Ahora bien, eso puede ser oído absoluto o relativo (probablamente lo segundo), pero eso no sirve de nada con dedos torpes.

Verán, aunque posea esta habilidad no he podido mejorar mi nivel de interpretación más allá de usar acordes y uno que otro solo. Más aún, los acordes con cejillo los puedo tocar sólo un rato que luego me duele. Así que, ok puedo sacar canciones en gutarra rapidísimo pero aún así sonará un tanto torpe. Eso ya fue comprobado en una apuesta que tuve con un compañero de la U hace unos años, donde lo reté a sacar una canción que escogieran nuestros amigos y no conociésemos en media hora, y ver quién la toca mejor. Perdí $10000 y no volví a tener mesada hasta dos años después.

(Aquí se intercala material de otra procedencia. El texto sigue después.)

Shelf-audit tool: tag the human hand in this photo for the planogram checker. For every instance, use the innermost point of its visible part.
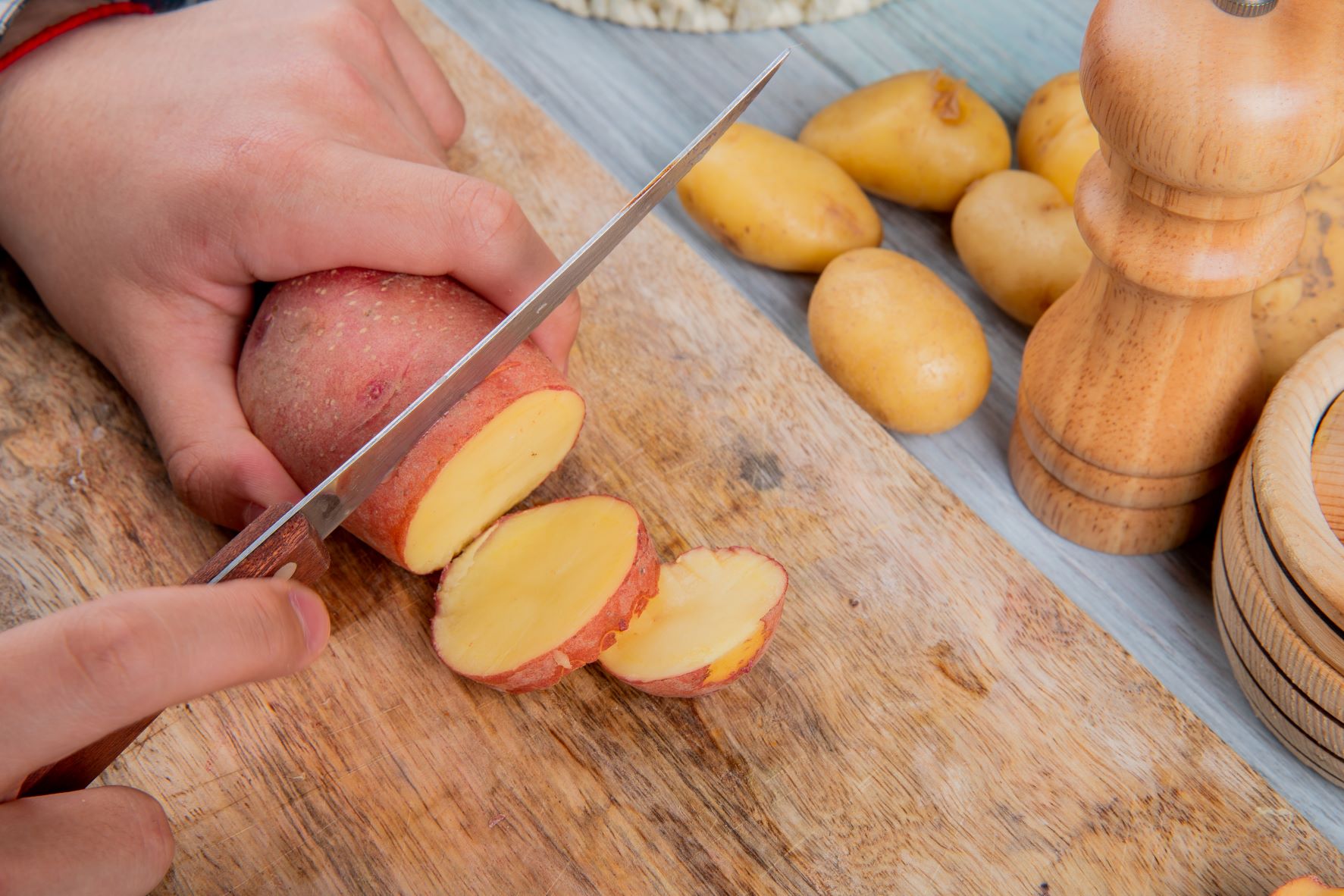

Pero han habido mejoras. Probablemente en un futuro cercano vean un video de ello. Pero no es el único caso en donde mis manos me juegan en contra. O mejor dicho, mi COORDINACIÓN MOTRIZ FINA me juega en contra. Puesto que también me encantan los cómics y he deseado durante años hacer uno, pero mis dibujos son simplones y algo torpes también, lo que me deja un tanto impedido de dibujar los mundos extraordinarios que tengo en mi mente. Pronto verán uno que hice por ahí el 2005, en todo caso para que opinen.

Así que ese es mi reclamo. ¿Cómo mejorar la coordinación motriz fina?¿o tendré que vivir con una interpretación artística algo mediocre? Bueno, primero vendamos cursos de idiomas (HAY UNA EXCELENTE OFERTA LIMITADA PARA LOS INTERESADOS), saquemos el título en biotecnología y de ahí veamos qué sucede (lo que me hace pensar en otro tema para después)

Y para terminar mis lamentos injustificados, los dejo con "Rewind" de Goldspot, la cuál recién saqué en guitarra y que propició todo este artículo. Bleh.